Current sectoral approaches to the management of marine and coastal resources have generally not proven capable of conserving marine and coastal biological diversity. New models are needed to move planners toward multiple-use, systems-oriented modes of management, based on precautionary approaches and ecosystem management principles. Wide adoption and implementation of integrated marine and coastal area management (IMCAM) are necessary for effective conservation and sustainable use of marine and coastal biological diversity.

IMCAM is a participatory process for decision-making to prevent, control, or mitigate adverse impacts from human activities in the marine and coastal environment, and to contribute to the restoration of degraded coastal areas. It involves all stakeholders, including: decision-makers in the public and private sectors; resource owners, managers and users; non-governmental organizations; and the general public. Community-based management approaches have proven particularly important. Integrated management programmes have already demonstrated their potential as an effective tool in developed and developing countries around the world.

Decision II/10, as adopted by the Conference of the Parties at its second meeting in Jakarta in November 1995, encourages the use of IMCAM as the most suitable framework for addressing human impacts on marine and coastal biological diversity and for promoting its conservation and sustainable use; and encourages Parties to establish and/or strengthen, where appropriate, institutional, administrative, and legislative arrangements for the development of integrated management of marine and coastal ecosystems, plans and strategies for marine and coastal areas, and their integration within national development plans.
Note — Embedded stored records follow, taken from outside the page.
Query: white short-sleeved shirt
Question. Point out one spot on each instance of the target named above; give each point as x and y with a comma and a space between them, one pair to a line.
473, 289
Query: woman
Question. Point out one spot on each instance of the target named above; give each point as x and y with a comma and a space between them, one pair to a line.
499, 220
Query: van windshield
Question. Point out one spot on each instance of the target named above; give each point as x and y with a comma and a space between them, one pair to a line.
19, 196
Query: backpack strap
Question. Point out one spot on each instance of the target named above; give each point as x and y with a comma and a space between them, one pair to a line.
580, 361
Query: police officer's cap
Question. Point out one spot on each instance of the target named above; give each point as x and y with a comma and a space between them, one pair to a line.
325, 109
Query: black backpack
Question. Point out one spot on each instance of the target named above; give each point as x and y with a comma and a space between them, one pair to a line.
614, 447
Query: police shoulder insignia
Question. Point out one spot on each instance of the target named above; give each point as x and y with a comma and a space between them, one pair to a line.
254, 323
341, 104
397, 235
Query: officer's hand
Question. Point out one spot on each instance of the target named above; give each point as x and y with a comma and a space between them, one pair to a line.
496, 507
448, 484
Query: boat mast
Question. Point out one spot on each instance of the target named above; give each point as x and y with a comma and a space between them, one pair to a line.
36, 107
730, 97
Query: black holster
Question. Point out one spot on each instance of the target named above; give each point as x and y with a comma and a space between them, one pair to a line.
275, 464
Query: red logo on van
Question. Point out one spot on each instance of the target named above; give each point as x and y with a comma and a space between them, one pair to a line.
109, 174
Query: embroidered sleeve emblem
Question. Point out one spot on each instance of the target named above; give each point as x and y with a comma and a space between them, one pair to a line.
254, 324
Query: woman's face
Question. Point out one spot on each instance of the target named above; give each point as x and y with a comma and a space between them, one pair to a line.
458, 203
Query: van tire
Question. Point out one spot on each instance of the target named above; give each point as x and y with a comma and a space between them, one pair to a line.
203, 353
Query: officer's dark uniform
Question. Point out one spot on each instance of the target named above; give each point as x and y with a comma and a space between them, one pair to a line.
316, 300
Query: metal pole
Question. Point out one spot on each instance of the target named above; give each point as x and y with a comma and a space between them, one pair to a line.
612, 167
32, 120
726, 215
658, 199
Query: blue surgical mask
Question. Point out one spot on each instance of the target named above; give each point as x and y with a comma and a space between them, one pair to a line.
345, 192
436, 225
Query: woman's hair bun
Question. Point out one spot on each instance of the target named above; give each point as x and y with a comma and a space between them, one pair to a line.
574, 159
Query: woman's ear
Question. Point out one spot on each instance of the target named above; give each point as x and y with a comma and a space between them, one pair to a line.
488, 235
According to decision II/10, crucial components of IMCAM are relevant sectoral activities, such as construction and mining in coastal areas, mariculture, mangrove management, tourism, recreation, fishing practices and land-based activities, including watershed management. Where appropriate and practical, physical alteration, destruction and degradation of vital habitats should be prevented and restoration of degraded habitats pursued, including spawning areas, nurseries of stocks of living marine resources, bearing in mind the objectives of the Convention on Biological Diversity and the need to provide a balanced approach to the use and conservation of marine and coastal biological diversity.
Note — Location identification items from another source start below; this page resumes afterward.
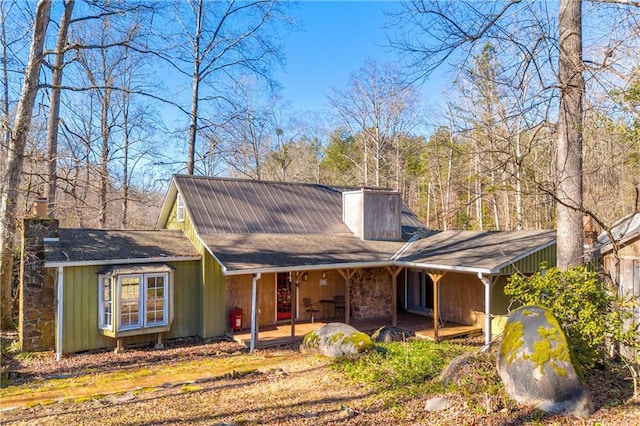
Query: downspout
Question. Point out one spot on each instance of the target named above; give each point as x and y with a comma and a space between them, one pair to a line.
254, 311
59, 320
487, 310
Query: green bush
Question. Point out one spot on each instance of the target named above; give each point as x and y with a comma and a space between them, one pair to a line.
588, 310
393, 366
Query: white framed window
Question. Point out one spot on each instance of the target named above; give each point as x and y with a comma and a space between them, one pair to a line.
105, 305
155, 300
179, 208
130, 302
135, 298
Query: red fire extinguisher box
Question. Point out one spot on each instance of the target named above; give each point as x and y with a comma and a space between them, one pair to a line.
235, 319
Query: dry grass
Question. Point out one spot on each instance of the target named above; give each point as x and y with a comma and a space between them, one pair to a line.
218, 382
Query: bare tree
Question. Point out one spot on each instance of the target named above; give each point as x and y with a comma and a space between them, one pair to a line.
15, 154
54, 104
376, 107
226, 39
459, 27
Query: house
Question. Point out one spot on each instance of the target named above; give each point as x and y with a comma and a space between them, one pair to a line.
264, 247
620, 252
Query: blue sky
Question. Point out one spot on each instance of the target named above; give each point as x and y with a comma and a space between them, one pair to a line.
335, 39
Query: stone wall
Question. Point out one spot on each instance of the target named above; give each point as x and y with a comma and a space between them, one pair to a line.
371, 293
36, 326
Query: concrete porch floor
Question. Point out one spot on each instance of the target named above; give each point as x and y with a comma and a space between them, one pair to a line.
422, 325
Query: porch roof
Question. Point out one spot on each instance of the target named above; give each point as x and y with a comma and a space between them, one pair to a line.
250, 253
462, 251
474, 251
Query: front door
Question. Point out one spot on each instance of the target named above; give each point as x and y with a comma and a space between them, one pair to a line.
283, 296
419, 291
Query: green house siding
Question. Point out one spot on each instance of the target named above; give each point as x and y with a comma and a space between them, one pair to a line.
214, 316
80, 307
80, 310
531, 264
212, 304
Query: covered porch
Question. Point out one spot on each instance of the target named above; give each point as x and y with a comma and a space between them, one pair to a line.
423, 326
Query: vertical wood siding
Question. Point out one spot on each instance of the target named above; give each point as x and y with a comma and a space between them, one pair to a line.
80, 308
531, 264
462, 299
214, 314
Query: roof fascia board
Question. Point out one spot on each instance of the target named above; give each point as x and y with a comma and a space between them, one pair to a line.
208, 249
497, 269
623, 242
438, 267
166, 205
121, 261
324, 267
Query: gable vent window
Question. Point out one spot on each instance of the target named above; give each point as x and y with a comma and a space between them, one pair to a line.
180, 209
135, 299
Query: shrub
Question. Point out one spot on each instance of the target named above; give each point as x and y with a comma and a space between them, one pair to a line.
586, 308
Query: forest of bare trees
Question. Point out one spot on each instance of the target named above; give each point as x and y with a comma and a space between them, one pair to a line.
122, 95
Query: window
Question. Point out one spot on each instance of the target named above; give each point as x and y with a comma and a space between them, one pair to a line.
138, 297
180, 209
129, 295
156, 303
105, 307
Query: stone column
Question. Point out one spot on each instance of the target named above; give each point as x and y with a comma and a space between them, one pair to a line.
36, 325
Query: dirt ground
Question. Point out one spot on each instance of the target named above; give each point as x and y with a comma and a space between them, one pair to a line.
199, 382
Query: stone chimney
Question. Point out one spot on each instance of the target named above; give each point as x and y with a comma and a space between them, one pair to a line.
373, 214
36, 325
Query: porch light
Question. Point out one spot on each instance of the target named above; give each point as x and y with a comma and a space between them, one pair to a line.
323, 280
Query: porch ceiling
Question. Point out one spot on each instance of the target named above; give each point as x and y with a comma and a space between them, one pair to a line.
247, 253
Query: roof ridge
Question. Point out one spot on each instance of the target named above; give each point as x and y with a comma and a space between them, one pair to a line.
233, 179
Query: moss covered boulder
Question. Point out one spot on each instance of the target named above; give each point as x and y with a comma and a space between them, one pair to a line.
534, 363
335, 340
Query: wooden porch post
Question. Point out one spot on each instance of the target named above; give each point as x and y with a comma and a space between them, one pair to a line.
347, 274
394, 271
436, 277
254, 311
294, 302
487, 308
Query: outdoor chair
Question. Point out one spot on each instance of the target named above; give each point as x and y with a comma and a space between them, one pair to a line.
309, 308
339, 307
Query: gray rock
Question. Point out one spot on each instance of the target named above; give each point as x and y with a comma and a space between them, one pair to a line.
437, 404
535, 366
389, 334
335, 340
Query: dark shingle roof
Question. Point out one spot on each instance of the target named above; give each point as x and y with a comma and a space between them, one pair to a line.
475, 250
103, 246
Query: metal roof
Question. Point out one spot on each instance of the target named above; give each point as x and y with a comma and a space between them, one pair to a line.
247, 253
93, 246
623, 231
241, 206
474, 251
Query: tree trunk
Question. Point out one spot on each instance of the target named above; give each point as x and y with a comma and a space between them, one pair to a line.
195, 96
569, 155
54, 104
15, 156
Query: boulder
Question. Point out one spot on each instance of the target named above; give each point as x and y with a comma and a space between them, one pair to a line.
534, 363
388, 334
335, 340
IMCAM is one of the programme elements of the elaborated programme of work on marine and coastal biological diversity adopted at the seventh meeting of the Conference of the Parties and contained in the Annex to decision VII/5 on Conservation and Sustainable Use of Marine and Coastal Biological Diversity.

Programme element 1 on Implementation of integrated marine and coastal area management is composed of:

Goal: To promote and improve the implementation of IMCAM at the local, national and regional level.
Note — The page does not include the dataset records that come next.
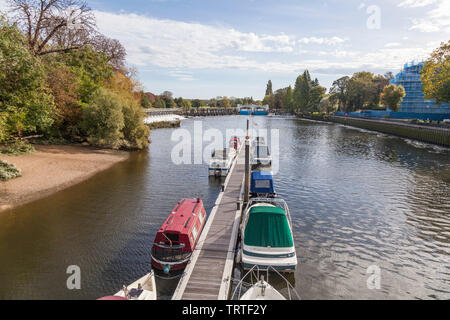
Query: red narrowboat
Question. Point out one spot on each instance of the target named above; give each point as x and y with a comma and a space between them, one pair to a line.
176, 239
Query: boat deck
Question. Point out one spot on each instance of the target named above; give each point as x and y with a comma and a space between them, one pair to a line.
208, 275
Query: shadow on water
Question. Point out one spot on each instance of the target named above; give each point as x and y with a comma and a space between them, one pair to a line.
357, 199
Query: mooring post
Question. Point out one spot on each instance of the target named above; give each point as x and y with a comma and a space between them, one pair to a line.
247, 166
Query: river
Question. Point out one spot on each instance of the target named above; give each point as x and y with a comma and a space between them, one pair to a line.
357, 199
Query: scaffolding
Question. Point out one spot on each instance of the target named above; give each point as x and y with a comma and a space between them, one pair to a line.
414, 101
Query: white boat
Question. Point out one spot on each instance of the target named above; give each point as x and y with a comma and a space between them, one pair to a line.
266, 236
261, 155
261, 289
142, 289
221, 162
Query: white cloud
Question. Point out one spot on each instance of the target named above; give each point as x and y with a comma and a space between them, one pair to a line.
188, 46
392, 44
327, 41
416, 3
436, 20
3, 5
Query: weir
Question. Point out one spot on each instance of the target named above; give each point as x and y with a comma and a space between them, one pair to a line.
209, 273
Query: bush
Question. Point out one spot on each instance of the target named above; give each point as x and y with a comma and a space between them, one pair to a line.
16, 148
135, 132
103, 120
26, 104
8, 171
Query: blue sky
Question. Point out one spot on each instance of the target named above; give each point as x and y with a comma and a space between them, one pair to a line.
209, 48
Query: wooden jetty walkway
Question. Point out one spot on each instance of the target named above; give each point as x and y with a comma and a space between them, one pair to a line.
208, 275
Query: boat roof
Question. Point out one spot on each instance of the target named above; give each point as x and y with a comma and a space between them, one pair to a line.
180, 218
267, 210
262, 175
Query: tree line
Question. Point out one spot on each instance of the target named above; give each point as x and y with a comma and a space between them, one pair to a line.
66, 82
363, 90
166, 100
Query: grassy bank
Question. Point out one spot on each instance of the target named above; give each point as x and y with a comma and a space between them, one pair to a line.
50, 169
433, 135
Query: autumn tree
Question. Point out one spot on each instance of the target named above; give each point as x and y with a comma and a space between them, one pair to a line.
436, 74
26, 103
269, 89
54, 25
339, 91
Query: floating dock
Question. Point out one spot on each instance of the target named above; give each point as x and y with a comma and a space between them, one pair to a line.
209, 273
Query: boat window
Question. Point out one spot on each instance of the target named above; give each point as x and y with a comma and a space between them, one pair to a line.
200, 217
262, 184
262, 151
172, 236
194, 232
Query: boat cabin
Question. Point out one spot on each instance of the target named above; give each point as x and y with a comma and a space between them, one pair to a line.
262, 184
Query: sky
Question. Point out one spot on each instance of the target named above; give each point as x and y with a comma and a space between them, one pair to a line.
209, 48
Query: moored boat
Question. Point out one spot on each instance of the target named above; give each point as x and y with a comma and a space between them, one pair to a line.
142, 289
261, 155
261, 289
221, 162
261, 185
266, 236
235, 143
178, 236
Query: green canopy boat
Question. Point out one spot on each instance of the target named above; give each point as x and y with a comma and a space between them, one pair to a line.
267, 239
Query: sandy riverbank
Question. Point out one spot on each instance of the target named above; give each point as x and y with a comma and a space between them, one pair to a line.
53, 168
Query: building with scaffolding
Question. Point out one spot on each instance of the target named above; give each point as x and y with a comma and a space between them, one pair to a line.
414, 101
414, 104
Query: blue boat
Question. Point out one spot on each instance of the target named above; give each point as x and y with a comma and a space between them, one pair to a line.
261, 111
262, 184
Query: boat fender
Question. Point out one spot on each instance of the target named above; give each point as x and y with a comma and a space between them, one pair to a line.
166, 269
238, 256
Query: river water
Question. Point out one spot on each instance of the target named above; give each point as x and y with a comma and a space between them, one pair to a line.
359, 200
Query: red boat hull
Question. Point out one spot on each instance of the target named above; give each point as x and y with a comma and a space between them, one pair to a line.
178, 236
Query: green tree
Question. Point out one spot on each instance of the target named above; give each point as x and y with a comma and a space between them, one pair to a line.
339, 90
160, 103
103, 120
145, 101
26, 103
392, 95
269, 89
269, 100
328, 105
436, 74
316, 95
302, 92
135, 132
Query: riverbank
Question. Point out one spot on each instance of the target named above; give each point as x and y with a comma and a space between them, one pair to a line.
428, 134
53, 168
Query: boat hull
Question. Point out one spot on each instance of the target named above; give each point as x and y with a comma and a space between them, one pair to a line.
264, 261
219, 172
148, 291
173, 267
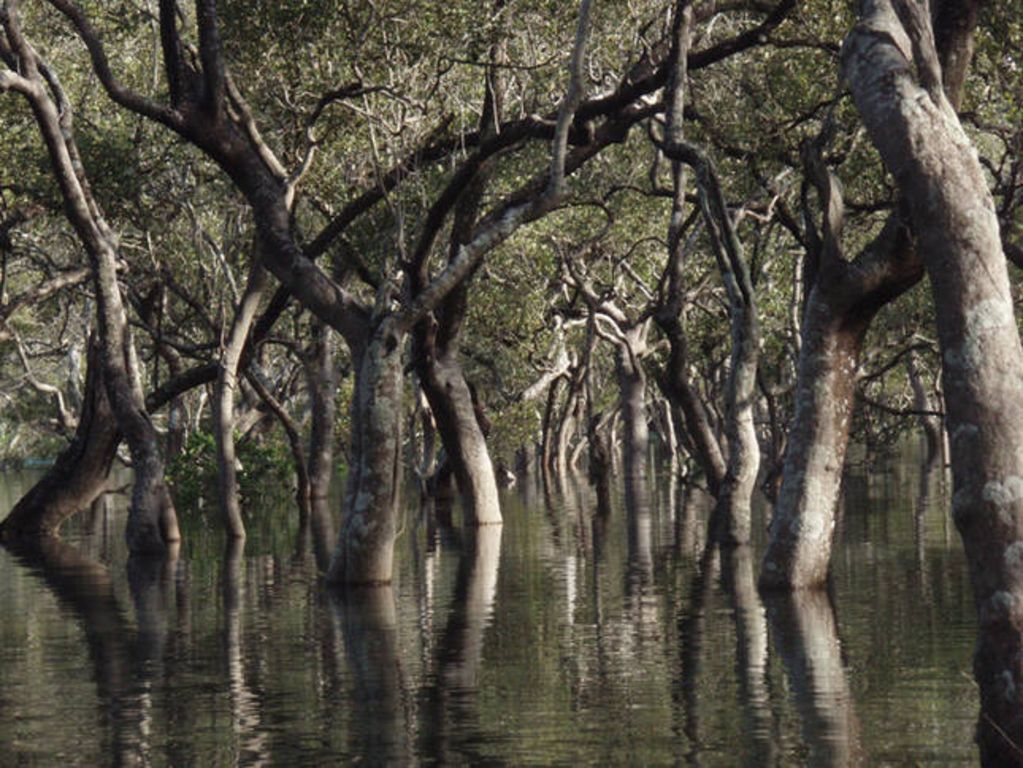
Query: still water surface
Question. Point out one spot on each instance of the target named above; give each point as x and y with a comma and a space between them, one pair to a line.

  • Operational objective 1.1:

To apply appropriate policy instruments and strategies, including building of capacity, for the effective implementation of IMCAM

  • Operational objective 1.2:

To undertake direct action to protect the marine environment from negative impacts

  • Operational objective 1.3:

To develop guidelines for ecosystem evaluation and assessment, paying attention to the need to identify and select indicators, including social and abiotic indicators, that distinguish between natural and human-induced effects.